In September, late in the hurricane season, the weather folks started watching a storm named Hugo. Early indications had it on a straight line for Charleston. Charlie Hall had been the TV weatherman forever, so had seen a lot of storms threaten the Holy City, but this one clearly scared him. As well it should have. Check Twitter #HUGO25 for the broader historical perspective. Or if you prefer only images, The Charleston paper, the News and Courier, just ran a retrospective of pictures from Hugo for the 25th anniversary.
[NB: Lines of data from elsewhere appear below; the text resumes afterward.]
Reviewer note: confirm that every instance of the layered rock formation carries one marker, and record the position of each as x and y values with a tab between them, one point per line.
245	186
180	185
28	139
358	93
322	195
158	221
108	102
I was busy at work as the week of Sept 18th, getting ready for a user conference. We had customers flying in from all over the country and were going to have a meeting at the Isle of Palms. They flew in Sunday. By Monday, prudence dictated that we cancel the conference and send the clients home. We got them all back out on the last Eastern Airlines flight out that had any seats left on Tuesday. Mary Anne had a new baby, and figured the power would go out with the storm, so she headed up to Orangeburg, where her parents lived. I made an extra backup of the computer at the office and FedEx'd the reel to reel mag tape to Atlanta.
I moved equipment up on tables at the office in case of flooding, and taped windows at the house. Tuesday night on the 11 O'clock news, Linda Lombard, Charleston County chairwoman, basically said that if you were watching her on a local station, you needed to leave town. I packed and got on the road and made the drive to Orangeburg in the normal 90 minutes. As the path of the storm became more certain, Wed 9/20/89, Joe Riley (mayor for life of Charleston) got the Highway Dept to reverse the lanes of I-26, making it 4 lanes westbound. It still took ALL DAY for many folks getting out of town.
We were together in Orangeburg, 90 miles inland, at MA's folks house. Time to hunker down and wait for the storm. It came in with a fury even that far inland overnight Thursday night. A large pine tree fell on the Horton's house. Hugo was still a category 1 hurricane as it passed through Charlotte. Saturday was clear and beautiful, as frequently happens after a hurricane. We were chatting during the day, when the landline at the Horton's rang. It was Kim Patton. He had a truck and roofing materials and a chainsaw, and he said he'd hit the road that night and be there Sunday morning. He couldn't get a generator, even in Cincinnati, but I wasn't worried because I couldn't imagine we would be out of power for too long.
Driving down on I-26 (no longer one-way), there were still trees in at least one lane much of the way down. When we finally got to the subdivision, we cut our way into Snee Farm. Literally. A couple of houses were flattened. Several had near misses. We got to 1129 Ambling Way, and there were four big trees on the roof.
But the house held together pretty well. We had a 2x12 joist in the roof, and it stood up to all those trees. There was lots of meat in the freezer that was keeping at least cool, so Kim and I used the grill and cooked over the fire for a couple of days as we began to clean up.
That first week after the storm, every time I stopped to talk a neighbor who stayed in town during the storm, I asked them what it was like that night. Each one of them would stop what they were doing and look at me and say “I thought I was going to die”.
By the next week there were tree companies from a lot of nearby states going around offering to trim trees. The one we hired managed to get the trees off the roof without any further damage. I sure would hate leaning like that and operating a chain saw.
We learned a little later that different people grind stumps. The folks with chain saws just cut down the tree. So we hired Lloyd Goode.
The TV news used the word “Devastation” so many times a day for so long that we couldn't stand to watch it. Despite the challenges, Charleston bounced back eventually. The aftermath felt then like it would go on forever, so it's hard to believe it has been 25 years.